Зато уж госпожа Тавернье рассказала ему всю свою жизнь без утайки. Почти без утайки. Разумеется, она немного приукрашивала, надо всё на свете подавать умело. Впрочем, господин Пьер уже знал её жизнь досконально, ведь госпожа Тавернье столько лет ежедневно ему рассказывала о ней. Сам он ограничивался общими местами. Но вот странная история, — у него это получалось иначе, чем у других людей. Например, выразит какой-нибудь клиент своё мнение: «Я лично люблю брюнеток», или сообщит: «Дети — страшная обуза, всю твою жизнь переворачивают» — всегда это говорится так, между прочим, иной раз для того, чтобы что-нибудь сказать, поддержать разговор, вроде как из вежливости. А ведь у господина в сюртуке, странное дело, каждое слово будто из души вырывается, как отзвук большого личного опыта или хорошо известного факта. И хотя случается иной раз полюбопытствовать, спросить у клиента как и что, его никто не решался расспрашивать, боясь коснуться чего-нибудь заветного для него и тяжёлого. Всегда надо было подождать, пока он сам скажет. Иной раз заденут его за живое какие-нибудь рацеи собеседницы, и тогда… Нет, не думайте, долгих речей он никогда не вёл. Но потом госпоже Тавернье всегда вспоминались его слова. Однако в воспоминаниях терялось то выражение, с которым он их произносил, его интонации, и оставалось что-то очень уж простое, как будто всё значительное только приснилось ей. В глубине души хозяйка «Ласточек» очень хотела получше узнать господина Пьера. Она охотно угостила бы его коньячком, да не смела предложить.
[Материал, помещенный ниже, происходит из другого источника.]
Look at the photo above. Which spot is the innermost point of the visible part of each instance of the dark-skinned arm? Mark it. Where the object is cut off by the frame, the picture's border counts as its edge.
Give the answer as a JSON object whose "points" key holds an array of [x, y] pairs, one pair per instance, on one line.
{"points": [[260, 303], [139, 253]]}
В «Ласточках» были и другие завсегдатаи. Тоже образованные, приличные господа. Люди уже в годах. Но это было совсем не то. Их частые посещения объяснялись очень просто. Вполне понятно было, зачем они приходили… Относительно же господина Пьера об этом не стоило и говорить. И потом, у него сквозила во всём такая благородная грусть. Дору Тавернье долго мучил один вопрос. Всё он вертелся у неё на языке. Около четырёх часов дня она обязательно обдумывала, как его задать, подбирала слова. Конечно, не так-то уж хитро было спросить об этом, но она всё не решалась: «Послушайте, мосье Пьер, как же это у вас началось?» …Или сказать ему: «Как же это у вас появилась привычка заходить сюда?» Или же: «Прежде чем стать нашим постоянным гостем, вы посещали другое заведение?» Она хорошо знала, что нет, — не посещал, он сам ей это сказал, но, может быть, такой вопрос послужил бы толчком, и полились бы признания относительно всего, что смущало госпожу Тавернье. Разве вначале ей не приходила мысль, что он приходит в «Ласточки» ради неё? Но через три-четыре года в таком предположении уже не могло быть ни на грош вероятности.